ISTOÉ – Por que drogas como Prozac e Viagra vendem tanto?
Wallace –
Nem todos os casos de depressão e ansiedade são reflexos de desequilíbrio químico no cérebro. Há fatores sociais, emocionais, psicológicos, econômicos e biológicos. Só que em geral a primeira terapia indicada é o uso de drogas. Elas não curam a doença, só acionam substâncias no cérebro para aliviar alguns dos sintomas, sem mudar a forma de encarar a vida e os problemas. Somos simples corpos e nossos pensamentos e emoções são produto do nosso cérebro. Se você sabe disso, suas ferramentas não são nada além de seu corpo.

ISTOÉ – Como a meditação pode ajudar nesse processo?
Wallace –
O que se percebeu é que ela é efetiva no tratamento da depressão. Uma das coisas mais importantes que a espiritualidade pode oferecer é o que os gregos chamavam de bem-estar supremo, algo que está na dimensão do estilo de vida, das coisas que vêm do coração, da mente, uma sensação de felicidade que nos faz sobreviver aos problemas cotidianos, como doenças, tristeza e conflitos. Reconhecer as boas qualidades em si próprio é uma forma de reconhecer a qualidade dos outros.

ISTOÉ – Existe uma receita para a felicidade?
Wallace –
O dinheiro pode comprar experiências, luxo, belas casas e coisas que provoquem bem-estar e felicidade temporários. Só que isso não basta. Conheço gente com muito dinheiro e amor que vive cronicamente em depressão. Estudos psicológicos mostram que, quando se atinge uma faixa socioeconômica na qual se tem casa para morar e dinheiro para atender às necessidades básicas, pagar as contas e os pequenos prazeres da vida, o aumento de renda não tem relevância para o aumento da felicidade. Ser famoso, fisicamente atraente ou admirado também não tem relação direta com a felicidade. Há muitos níveis de felicidade. Nosso estilo de vida pode nos livrar da ansiedade, do ódio, da hostilidade e da ganância. Tudo depende da forma de lidar com o mundo. O que se sabe é que a mente pode se tornar fonte de bem-estar e muita gente faz isso a partir da espiritualidade.
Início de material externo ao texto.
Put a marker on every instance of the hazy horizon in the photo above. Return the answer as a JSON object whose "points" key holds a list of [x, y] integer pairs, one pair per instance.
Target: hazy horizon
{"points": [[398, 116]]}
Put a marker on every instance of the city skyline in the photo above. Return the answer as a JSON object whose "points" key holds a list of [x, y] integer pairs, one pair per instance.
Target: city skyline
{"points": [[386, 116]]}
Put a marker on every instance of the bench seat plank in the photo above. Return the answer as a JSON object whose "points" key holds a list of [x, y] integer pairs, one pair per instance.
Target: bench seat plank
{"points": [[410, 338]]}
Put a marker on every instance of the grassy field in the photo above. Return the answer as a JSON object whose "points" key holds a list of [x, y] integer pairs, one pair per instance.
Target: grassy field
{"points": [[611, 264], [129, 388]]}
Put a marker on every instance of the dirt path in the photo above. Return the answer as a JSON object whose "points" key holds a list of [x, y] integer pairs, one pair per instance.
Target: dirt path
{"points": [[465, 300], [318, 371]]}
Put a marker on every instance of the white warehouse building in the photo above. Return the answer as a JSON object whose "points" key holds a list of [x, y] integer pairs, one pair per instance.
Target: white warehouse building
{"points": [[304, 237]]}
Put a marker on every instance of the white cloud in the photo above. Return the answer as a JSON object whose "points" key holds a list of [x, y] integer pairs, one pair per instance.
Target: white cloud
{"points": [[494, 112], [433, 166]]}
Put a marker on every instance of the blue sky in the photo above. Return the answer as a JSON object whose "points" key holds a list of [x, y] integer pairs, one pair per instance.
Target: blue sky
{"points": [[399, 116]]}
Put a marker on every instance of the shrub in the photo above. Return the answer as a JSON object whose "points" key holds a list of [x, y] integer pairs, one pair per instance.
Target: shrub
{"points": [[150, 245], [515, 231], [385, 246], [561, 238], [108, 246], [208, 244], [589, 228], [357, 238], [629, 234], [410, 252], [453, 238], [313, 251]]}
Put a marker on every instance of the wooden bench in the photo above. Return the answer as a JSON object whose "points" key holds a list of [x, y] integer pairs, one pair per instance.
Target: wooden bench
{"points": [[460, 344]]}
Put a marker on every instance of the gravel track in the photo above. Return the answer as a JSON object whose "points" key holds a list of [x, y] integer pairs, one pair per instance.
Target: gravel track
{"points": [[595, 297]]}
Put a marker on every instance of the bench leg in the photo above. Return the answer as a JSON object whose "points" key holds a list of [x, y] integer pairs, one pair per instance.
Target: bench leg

ISTOÉ – A religião e a ciência estão mais próximas?
Wallace –
Depois de tantos anos de conflito, chegou a hora de as instituições religiosas e científicas se unirem para cultivar fontes de bem-estar que independam do consumismo e do materialismo. Precisamos unir a sabedoria ancestral com o conhecimento moderno para buscar soluções para os problemas atuais, que dependem da união de todos para benefício comum da humanidade. Se países populosos como China e Índia tentarem copiar o estilo de vida e o materialismo da América, teremos grandes problemas globais, com mais poluição e deterioração dos recursos naturais.

ISTOÉ – Qual o propósito de sua visita ao Brasil?
Wallace –
Com os transportes, a comunicação e a economia globalizada, o mundo se tornou um só lugar. Essa interdependência também ocorre na espiritualidade. Primeiro devemos pensar no mundo como um conjunto, no bem-estar dos animais, dos oceanos e do ar. O segredo é criar redes de colaboração internacional. O melhor exemplo é o Projeto Genoma, em que cientistas do mundo todo trabalharam juntos para dividir os benefícios e receber os créditos coletivamente. A prioridade hoje é trabalhar não com competição, mas com colaboração, para que todos possam colher os benefícios dos avanços da humanidade. Por isso viajo tanto.